L’éclair, donc, illumina le salon. Je pensais à ces orages, enfant. Ces avertissement des parents, débranchez vos appareils électriques, les garçons, si la foudre tombe… Elle n’est jamais tombée, bien entendu. Après le flash vint le tonnerre, en roulement long et grave, qui masqua le léger mais constant martèlement de la pluie. Je repensais à ces moments de pluie, en camping, sous la tente. Je ne le disais pas, mais j’aimais presque ces matins de pluie en camping. Le bruit des gouttes sur la toile. L’humidité poisseuse des sacs de couchage. L’odeur âcre de nos jeunes corps, émergeant du sommeil. J’aimais ressentir cette petite crainte de l’orage, du mauvais temps, des projets contrariés, j’aimais ressentir une petite jubilation à l’idée d’être coincé sous les toiles, parfait alibi pour s’immerger dans les pages d’un livre, humide lui aussi, et de n’en sortir que pour écouter un peu le bruit de la pluie, vérifier qu’elle est toujours là, cette opportune gêneuse.

– ça diminue, non ?

– Oh, je ne sais pas. Tu crois ? De toute manière, là, tout est trempé, on ne peut pas sortir.

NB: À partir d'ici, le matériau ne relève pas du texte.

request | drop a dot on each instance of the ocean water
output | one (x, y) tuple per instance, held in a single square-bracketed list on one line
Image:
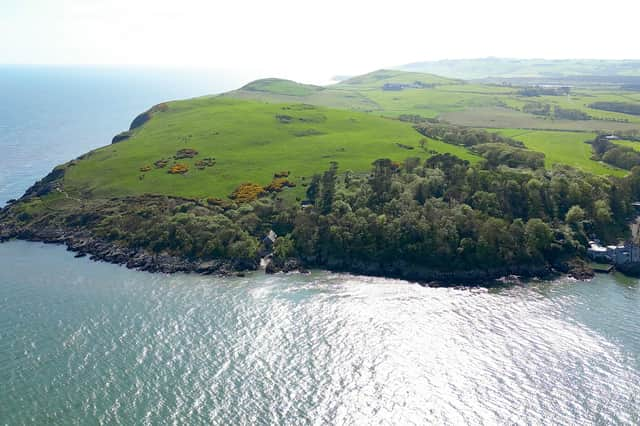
[(92, 343)]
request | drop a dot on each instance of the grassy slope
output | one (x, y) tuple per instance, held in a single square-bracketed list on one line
[(249, 144), (453, 100), (563, 148), (475, 105), (505, 67)]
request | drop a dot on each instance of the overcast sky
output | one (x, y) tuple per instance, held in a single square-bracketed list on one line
[(310, 40)]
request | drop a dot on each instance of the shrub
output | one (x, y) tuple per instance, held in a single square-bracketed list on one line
[(205, 162), (247, 192), (185, 153), (278, 184), (179, 168)]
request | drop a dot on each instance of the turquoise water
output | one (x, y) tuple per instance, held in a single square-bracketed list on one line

– tu crois que les parents sont réveillés ?

Je ne savais pas, mais j’imaginais que oui, mais était ce important, avions nous donc besoin de le savoir, qu’ils viennent nous ennuyer avec leurs questions, vous avez pu dormir malgré l’orage, les garçons ? Bon, pour le petit déjeuner on restera dans la grande tente du coup, habillez vous pour venir, vous voulez du lait chaud ? Papa est allé chercher du pain. Oui, oui, tant mieux, allez, laissez moi tranquille. Je le pensais mais je n’en disais mot, bien entendu. Trop discipliné.

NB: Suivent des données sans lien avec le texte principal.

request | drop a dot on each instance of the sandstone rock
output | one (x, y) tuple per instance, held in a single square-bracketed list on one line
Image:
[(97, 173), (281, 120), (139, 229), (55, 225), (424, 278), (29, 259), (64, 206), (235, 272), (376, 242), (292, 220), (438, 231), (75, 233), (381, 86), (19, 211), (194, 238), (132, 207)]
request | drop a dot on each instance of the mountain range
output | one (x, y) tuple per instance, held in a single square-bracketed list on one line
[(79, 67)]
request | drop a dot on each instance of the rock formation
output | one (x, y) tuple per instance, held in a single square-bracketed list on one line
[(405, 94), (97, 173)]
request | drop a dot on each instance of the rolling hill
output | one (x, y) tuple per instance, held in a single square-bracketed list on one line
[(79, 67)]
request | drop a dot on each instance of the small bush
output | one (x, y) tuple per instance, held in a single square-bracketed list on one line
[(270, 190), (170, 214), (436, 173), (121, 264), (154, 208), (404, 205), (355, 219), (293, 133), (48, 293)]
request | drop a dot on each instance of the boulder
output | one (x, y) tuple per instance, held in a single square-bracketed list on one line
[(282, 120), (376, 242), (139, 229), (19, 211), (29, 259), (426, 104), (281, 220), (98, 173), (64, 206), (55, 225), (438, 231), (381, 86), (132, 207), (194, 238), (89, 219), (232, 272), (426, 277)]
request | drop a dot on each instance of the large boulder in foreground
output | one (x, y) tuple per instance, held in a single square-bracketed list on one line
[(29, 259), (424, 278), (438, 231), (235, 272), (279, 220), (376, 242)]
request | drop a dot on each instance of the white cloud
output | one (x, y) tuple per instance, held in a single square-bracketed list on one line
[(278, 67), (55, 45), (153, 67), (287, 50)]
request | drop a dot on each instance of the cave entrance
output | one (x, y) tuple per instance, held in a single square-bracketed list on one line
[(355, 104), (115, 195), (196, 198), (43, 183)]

Non, je n’en voulais pas de ce petit déjeuner, non, je ne voulais pas m’habiller non plus, je voulais juste rester avec mon livre et que cette journée passe ainsi, sans aucune raison valable de ne pas faire autre chose que rêvasser en écoutant le vent secouer la tente et la pluie, dégouliner.

Bref, l’éclair, le flash, le tonnerre, le roulement, la pluie, le martellement.

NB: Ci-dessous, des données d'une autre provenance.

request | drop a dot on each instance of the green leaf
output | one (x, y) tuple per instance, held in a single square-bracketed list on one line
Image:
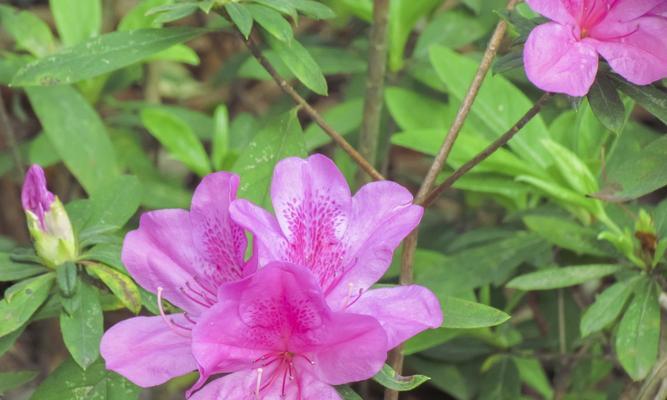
[(241, 17), (29, 32), (70, 382), (498, 106), (638, 334), (101, 55), (347, 393), (301, 63), (255, 165), (77, 20), (120, 284), (116, 203), (532, 373), (632, 173), (554, 278), (313, 9), (606, 104), (14, 271), (403, 16), (77, 134), (501, 381), (24, 302), (464, 314), (177, 137), (271, 21), (82, 330), (66, 277), (12, 380), (606, 307), (220, 146), (652, 98), (388, 378)]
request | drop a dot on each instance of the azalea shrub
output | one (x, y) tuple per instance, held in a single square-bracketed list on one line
[(335, 199)]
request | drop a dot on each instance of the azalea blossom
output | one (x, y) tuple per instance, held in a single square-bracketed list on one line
[(275, 335), (183, 257), (48, 222), (562, 55), (346, 241)]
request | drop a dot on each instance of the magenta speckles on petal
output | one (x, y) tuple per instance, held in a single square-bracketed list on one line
[(561, 56), (35, 197)]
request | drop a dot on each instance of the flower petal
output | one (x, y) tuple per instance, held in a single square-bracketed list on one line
[(352, 348), (383, 215), (220, 242), (268, 238), (403, 311), (562, 11), (146, 351), (556, 62), (160, 253), (640, 57)]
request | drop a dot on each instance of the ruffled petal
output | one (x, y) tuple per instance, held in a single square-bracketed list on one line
[(146, 351), (562, 11), (639, 57), (382, 216), (268, 238), (161, 253), (402, 311), (556, 62), (219, 241), (352, 348)]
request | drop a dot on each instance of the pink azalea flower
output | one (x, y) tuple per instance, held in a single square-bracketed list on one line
[(562, 56), (275, 335), (182, 256), (346, 241)]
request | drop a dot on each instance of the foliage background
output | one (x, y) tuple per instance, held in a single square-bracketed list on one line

La télévision devant moi était allumée, pas débranchée, ni aucun de mes appareils électriques de toute manière. Je m’en fous complètement.

Non, ce qui m’inquiète, c’est que cette pluie soit un peu trop violente pour les mini-rosiers de la jardinière accrochée devant la fenêtre du salon, aux bourgeons de fleurs pourtant si prometteurs, ou pire encore pour mes 6 petits géraniums répartis dans les deux bacs de la chambre et repiqués pas plus tard qu’aujourd’hui.

M’inquiéter pour mes rosiers et mes géraniums. Ah ça, il est loin, le vieil enfant ou le jeune ado enfouis dans son sac de couchage, qui espérait ne pas être distrait de son livre par sa mère.

Il est loin, oui. En fait, avec mes géraniums, désormais ma mère, c’est moi.